A train emblazoned with one of the region’s most well-loved views aims to boost tourism to the North East.
The train, hauled by a locomotive newly named Durham Cathedral, made its debut on Newcastle Central Station’s platform two at 9.30am yesterday .
The Class 91 electric loco made its grand entrance as the voices of Durham Cathedral choristers echoed around the station.
Painted with the cathedral’s name and image, the train will promote the world heritage site to millions of passengers boarding along the East Coast main line between Newcastle and London.
Overseeing the ceremony was Dean of Durham, the Very Reverend Michael Sadgrove, who said he has loved railways since he was a child. After the ceremony he was handed his own Durham Cathedral name plate.
He said: “I think the North East is very proud of its main line and this is a real partnership between the cathedral and East Coast. It is fantastic promotion for the Cathedral and we really hope it encourages people here to discover what the region can offer.
Receiving the name plate, he said it was “one of the highlights of my career” adding, “you have never seen a happier dean.”
The train’s purple and grey livery, created by Paul Gentleman, has been designed to highlight the return of the Lindisfarne Gospels to Durham for the first time in 26 years.
Its new name plate is inspired by a view of the impressive cathedral yesterday dubbed “one of the most the most famous vistas in the world” by East Coast managing director Karen Boswell.
Just last week, internet review site Trip Advisor named Durham Cathedral as the top UK landmark as voted for by tourists.
Mr Gentleman, who researched the Lindisfarne Gospels before creating his design, said: “The best part of the livery for me is the nameplate. When I first saw it I thought it was stunning.
“It uses an outline of the cathedral which is the sight passengers see from the train as they cross the viaduct into Durham.”

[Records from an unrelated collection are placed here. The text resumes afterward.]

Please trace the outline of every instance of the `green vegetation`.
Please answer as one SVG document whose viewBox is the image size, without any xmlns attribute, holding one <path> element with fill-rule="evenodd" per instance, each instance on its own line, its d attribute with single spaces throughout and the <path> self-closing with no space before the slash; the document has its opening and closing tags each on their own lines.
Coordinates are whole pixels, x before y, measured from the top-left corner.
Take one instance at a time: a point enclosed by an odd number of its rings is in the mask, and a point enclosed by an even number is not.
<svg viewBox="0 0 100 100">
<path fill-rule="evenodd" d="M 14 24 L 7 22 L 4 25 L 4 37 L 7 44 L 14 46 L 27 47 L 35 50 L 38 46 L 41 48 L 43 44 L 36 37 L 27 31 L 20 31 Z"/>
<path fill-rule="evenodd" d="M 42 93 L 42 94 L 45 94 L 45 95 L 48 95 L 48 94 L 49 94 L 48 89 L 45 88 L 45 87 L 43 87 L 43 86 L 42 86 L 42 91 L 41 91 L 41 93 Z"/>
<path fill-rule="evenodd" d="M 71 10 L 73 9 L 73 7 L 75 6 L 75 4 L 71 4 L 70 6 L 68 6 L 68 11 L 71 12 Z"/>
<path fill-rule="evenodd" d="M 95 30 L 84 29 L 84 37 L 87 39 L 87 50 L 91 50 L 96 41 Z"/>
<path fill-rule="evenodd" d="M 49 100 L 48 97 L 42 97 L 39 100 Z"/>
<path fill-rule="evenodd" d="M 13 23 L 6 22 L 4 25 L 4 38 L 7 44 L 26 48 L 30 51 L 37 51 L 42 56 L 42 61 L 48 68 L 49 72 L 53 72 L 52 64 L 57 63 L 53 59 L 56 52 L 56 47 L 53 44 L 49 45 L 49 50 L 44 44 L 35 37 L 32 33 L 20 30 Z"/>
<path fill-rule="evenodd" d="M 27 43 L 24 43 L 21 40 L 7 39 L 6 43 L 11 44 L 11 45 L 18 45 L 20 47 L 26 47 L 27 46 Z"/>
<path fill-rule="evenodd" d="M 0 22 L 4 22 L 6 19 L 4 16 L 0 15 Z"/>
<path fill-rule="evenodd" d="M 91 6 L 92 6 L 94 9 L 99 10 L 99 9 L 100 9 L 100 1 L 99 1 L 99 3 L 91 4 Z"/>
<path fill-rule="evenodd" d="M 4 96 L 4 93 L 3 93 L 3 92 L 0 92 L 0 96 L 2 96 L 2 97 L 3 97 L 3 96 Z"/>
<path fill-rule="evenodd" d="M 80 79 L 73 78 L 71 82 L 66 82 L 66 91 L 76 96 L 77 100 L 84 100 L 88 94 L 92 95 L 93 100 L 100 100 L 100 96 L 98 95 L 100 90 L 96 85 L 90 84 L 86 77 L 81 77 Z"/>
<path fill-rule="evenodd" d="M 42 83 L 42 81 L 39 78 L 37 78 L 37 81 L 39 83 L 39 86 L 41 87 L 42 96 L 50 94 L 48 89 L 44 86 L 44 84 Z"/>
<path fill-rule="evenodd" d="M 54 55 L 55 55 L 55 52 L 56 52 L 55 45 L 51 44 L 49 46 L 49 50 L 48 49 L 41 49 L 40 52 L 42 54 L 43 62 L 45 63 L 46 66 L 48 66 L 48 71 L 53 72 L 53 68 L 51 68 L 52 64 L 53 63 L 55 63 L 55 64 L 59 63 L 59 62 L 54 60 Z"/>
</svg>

Currently housed at Durham University’s Palace Green library the historically important Lindisfarne Gospels sit alongside artefacts of St Cuthbert for the first time in 500 years, in an exhibition which opened to the public earlier this week.
Durham University vice chancellor Christopher Higgins said: “In just two days the response to the exhibition has gone fantastically well. Everyone is overwhelmed the people’s excitement and the fact the gospels are back in Durham this time alongside artefacts of St Cuthbert himself.”
The Durham Cathedral now joins a handful of locomotives given official names by East Coast in recent years, alongside the Bobby Robson, the Blaydon Races and the Battle of Britain.
It is one of only a few to be blessed by Railway Chaplain the Reverend Dr Stephen Sorby.
With the official ceremony over choristers boarded the train where they sang for passengers as it made its maiden journey to Durham, before continuing on to London Kings Cross.
A spokesman for East Coast said: “The main line has around 19 million passengers a year and four in five of those travel to and from London. This is one of our busiest routes so a good number of people will see the train and what the region has to offer.”